Friday, February 1, 2013


The topic of soils was never all that interesting to me, to be honest. I have not taken a soils class in college, my only experience with learning about soils comes from a brief overview in biology and a high school earth science class. The only things I remember learning from these classes about soil is the different soil horizons and the differences between those horizons. In class on Tuesday was the first time I have ever heard about soil orders and those made the topic of soil a little less boring. It was interesting to see the effects that climate, weather and placement has on the soil and that those three things are essentially the deciding factors for which order of soil you will find in an area. It would be interesting to see the effects of climate change over the years on the soil types. Would they change at all and is it possible for the order of the soil to change?
                Another aspect of the soils that I found fascinating was the serious of slides showing the “black soils” of the south.
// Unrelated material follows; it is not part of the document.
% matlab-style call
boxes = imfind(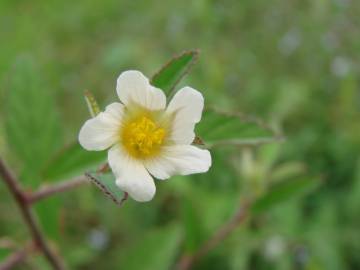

At one point in the Cretaceous period, that area of Georgia and Alabama was the shore which caused the soils to be different than the surrounding soils. Even after the shoreline moved outward, the soils remained the same and the graph showed that this was the area with the best cotton crop and with a higher African American population. Eventually, the people living in this “black soils” ring became more democratic and voted for Obama while surrounding areas did not. It was very interesting to see the correlation between all these things and soils because it is something I never would have thought would be related. It just shows that where you are raised and the soils you live on have an impact on who you are. I have learned that soils are much more important in countless aspects than I ever thought.

1 comment:

  1. I agree the correlation between historical events, ecological composition and political trends is immensely interesting. I wonder what other things are underlying events that are happening today. After all history repeats itself. I'm guessing this knowledge is very useful for predicting outcomes. Thanks to spatial modeling it is fairly easy to see patterns like this.